Mansur, “Dürzilere özerklik verilmesi İsrail'in Suriye'nin güneyinde istikrarı sağlamasına yardımcı olacaktır ki, bence bu herkes için faydalı olacaktır. Bu İsrail için de iyi, Dürziler için de iyi. Şam hükümeti ülkeyi birleştirmenin önemini anlamazsa, izlediği politikanın bedeli bu olacaktır" şeklinde görüşünü dile getirdi.

Görsel kaldırıldı.ABD Başkanı Donald Trump ile Suriye Devlet Başkanı Ahmed eş-Şara arasında Riyad'da görüşme (Arşiv-AP)

ABD, İsrail'in son saldırılarına desteğini çekmenin yanı sıra, Suriye'nin birliğini ve toprak bütünlüğünü de savundu ki bu mesaj, Beyaz Saray'ın Kürt müttefiki Suriye Demokratik Güçleri'nin (SDG) merkezi hükümete entegre olmasını öngören ve şu anda durmuş olan anlaşmanın müzakere edilmesindeki rolüyle pekiştirildi.

Şarku'l Avsat'ın edindiği bilgiye göre Trump Netanyahu'ya yakın dururken, ABD lideri aynı zamanda mayıs ayında kendisini Suriye'ye yönelik yaptırımları kaldırmaya ikna ettiği belirtilen Türkiye Cumhurbaşkanı Recep Tayyip Erdoğan ile de yakın ilişkiler kurdu.

Erdoğan dün yapılan kabine toplantısında, Suriye'nin bölünmesine yönelik iddiaları sert bir dille eleştirerek şunları söyledi: "Suriye'nin bölünmesine dün de razı olmadık, bugün de yarın da asla razı olmayacağız.
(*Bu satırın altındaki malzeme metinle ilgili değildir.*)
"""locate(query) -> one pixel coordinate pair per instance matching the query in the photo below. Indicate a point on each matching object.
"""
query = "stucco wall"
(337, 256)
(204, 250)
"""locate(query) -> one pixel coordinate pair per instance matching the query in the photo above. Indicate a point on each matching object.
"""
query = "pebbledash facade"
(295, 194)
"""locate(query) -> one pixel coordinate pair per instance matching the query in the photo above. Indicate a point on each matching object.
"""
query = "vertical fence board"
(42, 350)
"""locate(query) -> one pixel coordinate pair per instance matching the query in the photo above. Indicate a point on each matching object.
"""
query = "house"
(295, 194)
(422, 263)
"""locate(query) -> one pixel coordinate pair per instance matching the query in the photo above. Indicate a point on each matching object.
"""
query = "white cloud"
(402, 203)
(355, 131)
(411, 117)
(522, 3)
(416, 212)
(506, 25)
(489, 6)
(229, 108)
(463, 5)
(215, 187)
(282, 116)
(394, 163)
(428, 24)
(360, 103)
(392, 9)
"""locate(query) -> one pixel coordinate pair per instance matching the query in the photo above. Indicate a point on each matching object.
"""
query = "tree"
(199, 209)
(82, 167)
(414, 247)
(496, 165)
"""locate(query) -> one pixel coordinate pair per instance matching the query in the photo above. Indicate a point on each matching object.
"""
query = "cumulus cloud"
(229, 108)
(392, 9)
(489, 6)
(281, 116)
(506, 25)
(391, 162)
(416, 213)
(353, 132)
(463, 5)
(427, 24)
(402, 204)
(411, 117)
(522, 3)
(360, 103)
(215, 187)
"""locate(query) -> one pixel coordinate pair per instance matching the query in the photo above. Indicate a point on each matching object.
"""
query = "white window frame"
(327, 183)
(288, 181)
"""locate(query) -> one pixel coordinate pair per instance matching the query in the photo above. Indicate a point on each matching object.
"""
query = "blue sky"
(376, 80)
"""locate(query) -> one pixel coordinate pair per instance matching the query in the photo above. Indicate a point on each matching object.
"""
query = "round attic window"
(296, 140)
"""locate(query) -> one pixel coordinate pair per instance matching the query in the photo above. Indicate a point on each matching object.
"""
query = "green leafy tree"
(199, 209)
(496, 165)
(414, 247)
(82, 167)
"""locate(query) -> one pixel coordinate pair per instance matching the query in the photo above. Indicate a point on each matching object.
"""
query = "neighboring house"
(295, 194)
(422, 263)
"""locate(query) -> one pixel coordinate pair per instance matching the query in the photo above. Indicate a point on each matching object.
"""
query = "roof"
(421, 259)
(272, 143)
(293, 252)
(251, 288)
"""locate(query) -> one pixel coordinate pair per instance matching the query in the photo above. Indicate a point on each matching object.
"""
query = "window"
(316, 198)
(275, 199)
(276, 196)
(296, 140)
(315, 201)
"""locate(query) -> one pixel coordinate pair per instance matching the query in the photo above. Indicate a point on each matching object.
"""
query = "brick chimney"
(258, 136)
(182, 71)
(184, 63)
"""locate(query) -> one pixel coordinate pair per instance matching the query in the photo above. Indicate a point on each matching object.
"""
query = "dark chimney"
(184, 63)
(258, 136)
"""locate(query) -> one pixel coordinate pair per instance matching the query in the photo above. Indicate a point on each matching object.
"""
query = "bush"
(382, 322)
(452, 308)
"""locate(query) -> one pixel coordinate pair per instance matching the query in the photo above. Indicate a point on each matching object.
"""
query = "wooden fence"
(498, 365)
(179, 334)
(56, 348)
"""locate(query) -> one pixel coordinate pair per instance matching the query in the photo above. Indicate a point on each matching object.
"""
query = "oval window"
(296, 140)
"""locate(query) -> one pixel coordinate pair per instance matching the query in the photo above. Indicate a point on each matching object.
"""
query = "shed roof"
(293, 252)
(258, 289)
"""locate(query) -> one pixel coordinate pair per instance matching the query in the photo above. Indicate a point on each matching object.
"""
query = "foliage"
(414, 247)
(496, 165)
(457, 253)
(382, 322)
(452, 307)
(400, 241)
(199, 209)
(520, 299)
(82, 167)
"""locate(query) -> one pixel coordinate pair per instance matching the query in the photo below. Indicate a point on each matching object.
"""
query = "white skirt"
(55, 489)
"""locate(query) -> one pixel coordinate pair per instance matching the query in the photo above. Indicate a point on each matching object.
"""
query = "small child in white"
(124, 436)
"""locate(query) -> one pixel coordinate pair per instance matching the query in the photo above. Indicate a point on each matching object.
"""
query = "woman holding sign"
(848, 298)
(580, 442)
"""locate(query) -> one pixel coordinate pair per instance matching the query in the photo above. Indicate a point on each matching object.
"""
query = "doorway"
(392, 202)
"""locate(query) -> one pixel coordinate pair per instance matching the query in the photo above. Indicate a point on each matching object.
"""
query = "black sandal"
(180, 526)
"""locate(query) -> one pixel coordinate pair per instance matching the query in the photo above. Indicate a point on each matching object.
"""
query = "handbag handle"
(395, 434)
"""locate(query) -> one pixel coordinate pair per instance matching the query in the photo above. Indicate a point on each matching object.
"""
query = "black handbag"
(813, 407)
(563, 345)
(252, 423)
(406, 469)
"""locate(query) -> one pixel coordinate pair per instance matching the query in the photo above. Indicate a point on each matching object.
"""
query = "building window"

Ülkenin toprak bütünlüğü pahasına Suriye'nin güneyi ile kuzeyi arasında bir koridor oluşturmayı hayal edenler asla amaçlarına ulaşamayacaklar."

"Suriyeli kardeşlerimizle dayanışma içinde bunlara engel olacağız ama İsrail ile soruna bulaşanlar er ya da geç büyük bir hesap hatası yaptıklarını anlayacaklardır."